Other researchers said that the news of the Boston patients was unfortunate, but not entirely unexpected, because they did not receive the same treatment as Brown.

Still, the result is very important for researchers seeking an HIV cure, says Steven Deeks, an HIV researcher and physician at the University of California, San Francisco. “The failure to cure these individuals will certainly influence the conduct of future clinical trials,” he says.

For instance, although the most powerful tests available indicated that the Boston patients were free of HIV after their transplants, it now seems that they were not. “It is now clear viral rebounds can happen at any time, even months after stopping therapy. People will have to followed very carefully for more prolonged periods than in the past,” Deeks says.

The Boston patients had received bone-marrow transplants to treat the blood cancer lymphoma—one underwent the procedure in 2008, the other in 2010. Both continued taking antiretroviral medications after the procedures. Eight months after each man’s transplant, researchers could detect no signs of HIV in his blood. This spring, both men elected to stop taking antiretroviral medications, and they both seemed to continue to remain free of HIV.

Their doctors, HIV specialists Timothy Henrich and Daniel Kuritzkes at Brigham and Women’s Hospital in Boston, announced at a meeting on July 3 that it was possible that the men had been cured.

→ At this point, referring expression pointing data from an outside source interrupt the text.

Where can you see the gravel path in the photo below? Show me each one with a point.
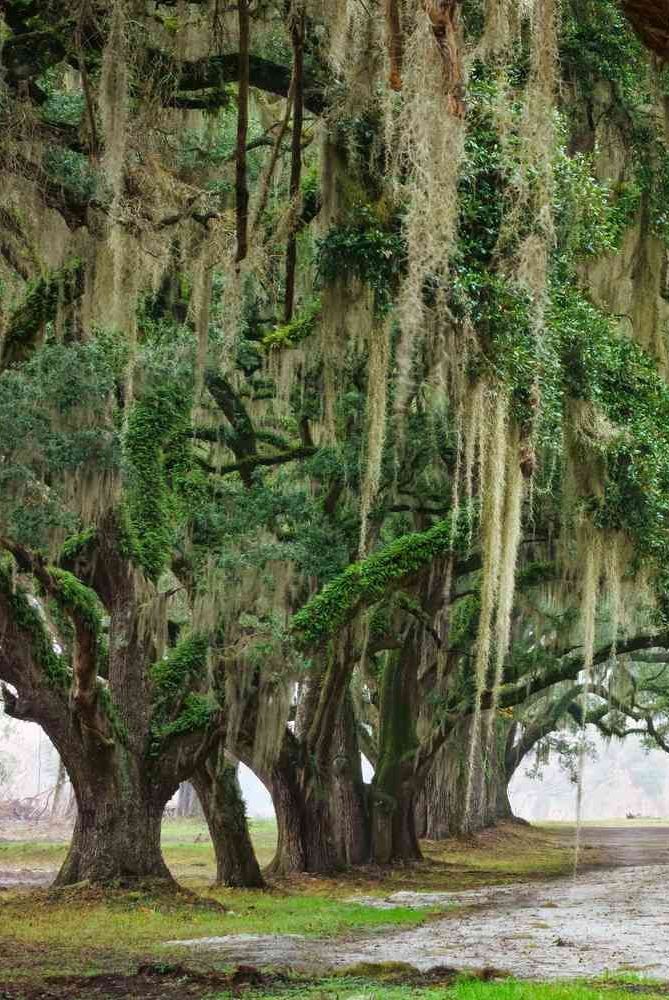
(603, 919)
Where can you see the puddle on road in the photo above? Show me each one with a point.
(599, 921)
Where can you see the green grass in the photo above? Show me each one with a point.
(504, 855)
(44, 934)
(346, 988)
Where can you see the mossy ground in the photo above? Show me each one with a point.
(88, 932)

But other researchers withheld judgement about whether the virus had been eliminated from the men’s bodies, given that the transplanted cells were not resistant to HIV infection.

Henrich and Kuritzkes thought that the men could have been cured by a phenomenon called graft-versus-host disease, a common complication of transplants, in which transplanted cells attack the body’s immune cells. The physicians speculated that this had eliminated all remaining HIV-infected cells.

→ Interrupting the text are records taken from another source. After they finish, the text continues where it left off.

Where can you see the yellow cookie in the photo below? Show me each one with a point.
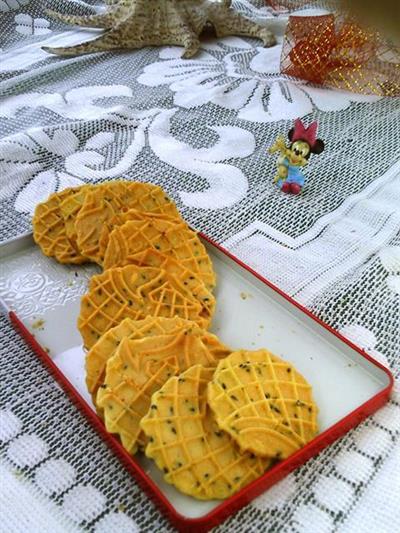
(263, 403)
(136, 292)
(101, 205)
(169, 238)
(70, 207)
(196, 456)
(49, 229)
(106, 346)
(137, 370)
(132, 214)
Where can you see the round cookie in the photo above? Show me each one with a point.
(136, 292)
(137, 370)
(49, 229)
(170, 238)
(102, 204)
(196, 456)
(264, 403)
(70, 208)
(132, 214)
(106, 346)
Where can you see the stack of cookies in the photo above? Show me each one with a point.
(212, 419)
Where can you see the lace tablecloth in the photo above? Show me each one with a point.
(200, 128)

When they made the announcement in July, Henrich and Kuritzkes said that it was too early to declare a cure, and only a month later, they were proved right. They detected HIV in one of the patients in August, 12 weeks after he had discontinued medication. The second patient kept his HIV in check longer, but the virus rebounded in November, 32 weeks after he had stopped medication.

Both men are now taking antiretroviral medications and are in good health, Henrich said on Dec. 6 in a statement. He says that the virus must have been hiding out somewhere in the men’s bodies, which will raise the bar for researchers trying to cure patients of HIV.

“Through this research we have discovered the HIV reservoir is deeper and more persistent than previously known and that our current standards of probing for HIV may not be sufficient to inform us if long-term HIV remission is possible if antiretroviral therapy is stopped,” Henrich said.

Both he and Deeks credited the men who participated in the research. “It is important to recognize the heroic sacrifices made by the study participants,” Deeks said. “The knowledge learned from their participation will shape the cure research agenda for years.”